Topics themselves don't really do anything. They exist to organize the data you work with in Kafka. Topics don't physically store data. Instead, partitions are responsible for writing to commit logs.
Partitions explained
Partitions are everything in Kafka. They are what allow client applications (publishers, consumers) to read/write to multiple brokers simultaneously. Partitions are also what makes replication possible in Kafka.
Without partitions, data for a particular topic would live entirely on a single broker. If that machine went down, data for the entire topic would be temporarily unavailable or lost.
Furthermore, performance would take a huge hit. A single broker would bare the responsibility of handling all the reads and writes for a topic.

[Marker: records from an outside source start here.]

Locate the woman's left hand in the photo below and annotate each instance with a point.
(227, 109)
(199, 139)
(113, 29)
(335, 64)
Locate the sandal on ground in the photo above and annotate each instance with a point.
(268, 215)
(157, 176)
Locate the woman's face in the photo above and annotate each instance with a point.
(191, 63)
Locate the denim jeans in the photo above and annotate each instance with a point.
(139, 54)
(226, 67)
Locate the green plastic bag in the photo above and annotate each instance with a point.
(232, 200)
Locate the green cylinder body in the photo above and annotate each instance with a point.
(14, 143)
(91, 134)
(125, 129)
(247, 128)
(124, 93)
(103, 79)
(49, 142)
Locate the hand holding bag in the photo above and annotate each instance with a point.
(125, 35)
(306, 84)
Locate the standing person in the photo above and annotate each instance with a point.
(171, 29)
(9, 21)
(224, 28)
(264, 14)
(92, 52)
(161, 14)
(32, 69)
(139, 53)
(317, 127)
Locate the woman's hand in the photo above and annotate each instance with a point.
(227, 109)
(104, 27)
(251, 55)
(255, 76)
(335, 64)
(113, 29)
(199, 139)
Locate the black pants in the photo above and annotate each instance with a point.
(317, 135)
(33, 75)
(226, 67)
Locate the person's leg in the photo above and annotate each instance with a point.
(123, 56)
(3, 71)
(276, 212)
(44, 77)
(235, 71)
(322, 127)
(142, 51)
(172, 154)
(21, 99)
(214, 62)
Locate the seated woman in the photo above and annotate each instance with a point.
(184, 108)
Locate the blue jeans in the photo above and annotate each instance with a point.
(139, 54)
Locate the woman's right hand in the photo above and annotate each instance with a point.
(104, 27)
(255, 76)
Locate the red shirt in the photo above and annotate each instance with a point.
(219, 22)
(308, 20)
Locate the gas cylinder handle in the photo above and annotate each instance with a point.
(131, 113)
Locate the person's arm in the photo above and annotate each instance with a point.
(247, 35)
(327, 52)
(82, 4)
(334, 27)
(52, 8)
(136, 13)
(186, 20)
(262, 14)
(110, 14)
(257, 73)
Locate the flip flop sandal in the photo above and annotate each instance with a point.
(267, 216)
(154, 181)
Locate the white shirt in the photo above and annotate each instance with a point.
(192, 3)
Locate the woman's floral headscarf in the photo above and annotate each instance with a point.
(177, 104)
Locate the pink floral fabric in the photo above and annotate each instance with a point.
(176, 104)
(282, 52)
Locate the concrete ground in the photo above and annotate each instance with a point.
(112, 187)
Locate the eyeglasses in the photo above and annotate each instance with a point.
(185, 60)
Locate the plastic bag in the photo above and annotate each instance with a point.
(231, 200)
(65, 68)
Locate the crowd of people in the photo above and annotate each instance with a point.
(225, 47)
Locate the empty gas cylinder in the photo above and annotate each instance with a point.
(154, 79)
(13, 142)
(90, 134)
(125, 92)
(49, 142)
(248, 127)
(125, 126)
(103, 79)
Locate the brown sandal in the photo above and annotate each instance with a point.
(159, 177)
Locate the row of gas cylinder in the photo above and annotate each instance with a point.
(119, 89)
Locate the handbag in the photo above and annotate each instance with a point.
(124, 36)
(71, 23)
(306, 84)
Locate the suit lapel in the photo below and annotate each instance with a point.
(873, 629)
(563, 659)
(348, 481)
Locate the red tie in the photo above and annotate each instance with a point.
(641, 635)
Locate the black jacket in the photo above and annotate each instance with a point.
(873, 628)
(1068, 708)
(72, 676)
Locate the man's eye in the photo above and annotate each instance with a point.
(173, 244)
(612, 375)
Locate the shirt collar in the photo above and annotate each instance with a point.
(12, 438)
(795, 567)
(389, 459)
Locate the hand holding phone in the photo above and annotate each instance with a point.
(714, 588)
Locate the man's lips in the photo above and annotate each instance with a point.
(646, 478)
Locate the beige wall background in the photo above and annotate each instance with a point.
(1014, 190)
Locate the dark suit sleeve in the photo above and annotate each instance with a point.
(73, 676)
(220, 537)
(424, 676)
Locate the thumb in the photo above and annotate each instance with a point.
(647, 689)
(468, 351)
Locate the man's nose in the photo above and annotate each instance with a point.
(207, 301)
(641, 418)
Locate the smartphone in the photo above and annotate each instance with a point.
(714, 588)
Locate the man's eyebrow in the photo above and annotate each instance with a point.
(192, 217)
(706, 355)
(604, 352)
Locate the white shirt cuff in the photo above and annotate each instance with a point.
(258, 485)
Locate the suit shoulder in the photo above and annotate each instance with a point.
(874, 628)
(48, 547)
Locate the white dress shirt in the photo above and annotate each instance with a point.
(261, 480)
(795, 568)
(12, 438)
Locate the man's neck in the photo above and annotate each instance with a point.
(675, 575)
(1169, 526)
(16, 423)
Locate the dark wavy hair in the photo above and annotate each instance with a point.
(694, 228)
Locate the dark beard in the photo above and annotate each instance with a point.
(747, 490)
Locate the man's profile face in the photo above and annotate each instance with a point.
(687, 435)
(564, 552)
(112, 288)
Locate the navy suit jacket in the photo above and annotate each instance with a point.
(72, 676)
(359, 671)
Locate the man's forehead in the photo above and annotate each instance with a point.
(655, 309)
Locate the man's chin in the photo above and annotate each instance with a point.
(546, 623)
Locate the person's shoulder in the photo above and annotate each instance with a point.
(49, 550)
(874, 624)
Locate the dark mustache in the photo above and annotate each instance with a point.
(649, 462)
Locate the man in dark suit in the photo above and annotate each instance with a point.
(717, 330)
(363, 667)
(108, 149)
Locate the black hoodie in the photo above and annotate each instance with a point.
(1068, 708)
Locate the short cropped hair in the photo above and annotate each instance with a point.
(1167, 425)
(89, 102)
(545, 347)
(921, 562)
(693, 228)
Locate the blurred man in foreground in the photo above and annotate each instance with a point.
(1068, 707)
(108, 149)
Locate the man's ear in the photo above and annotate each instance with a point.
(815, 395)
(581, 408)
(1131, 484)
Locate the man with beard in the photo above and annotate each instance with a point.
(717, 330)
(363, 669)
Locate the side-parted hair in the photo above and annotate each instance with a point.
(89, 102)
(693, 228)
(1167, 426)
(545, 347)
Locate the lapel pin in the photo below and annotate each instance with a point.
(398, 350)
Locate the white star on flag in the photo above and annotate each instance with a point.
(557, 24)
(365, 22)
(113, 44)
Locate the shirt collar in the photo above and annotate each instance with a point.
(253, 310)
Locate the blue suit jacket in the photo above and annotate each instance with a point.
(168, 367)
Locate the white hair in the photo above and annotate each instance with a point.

That's a lot of stress to put on a single machine, especially when dealing with big data use cases.
With partitions being distributed across the cluster, consumer groups can read data from a single topic in parallel. Likewise, producers can write messages in parallel. This is why partitions are so key to the benefits of using Kafka and why Kafka is so popular today.
Commit logs explained
The data stored in a given partition is represented by a commit log. The commit log represents a group of segmented files stored on disk. All of these files reside on the same physical broker (remember that individual partitions never span multiple servers).
A message is appended to the commit log via a linear disk write operation. There is a common misconception that disk operations are always slower than in memory operations. The truth is that modern OS leverage things like pagecache behind the scenes to make linear writes far faster than in memory operations.
Remember that Kafka is built on top of the JVM. The memory overhead of objects in Java is very high and garbage collection gets increasingly unstable as in-heap data increases. For these reasons, leveraging OS write operations is significantly faster than managing some in-memory cache.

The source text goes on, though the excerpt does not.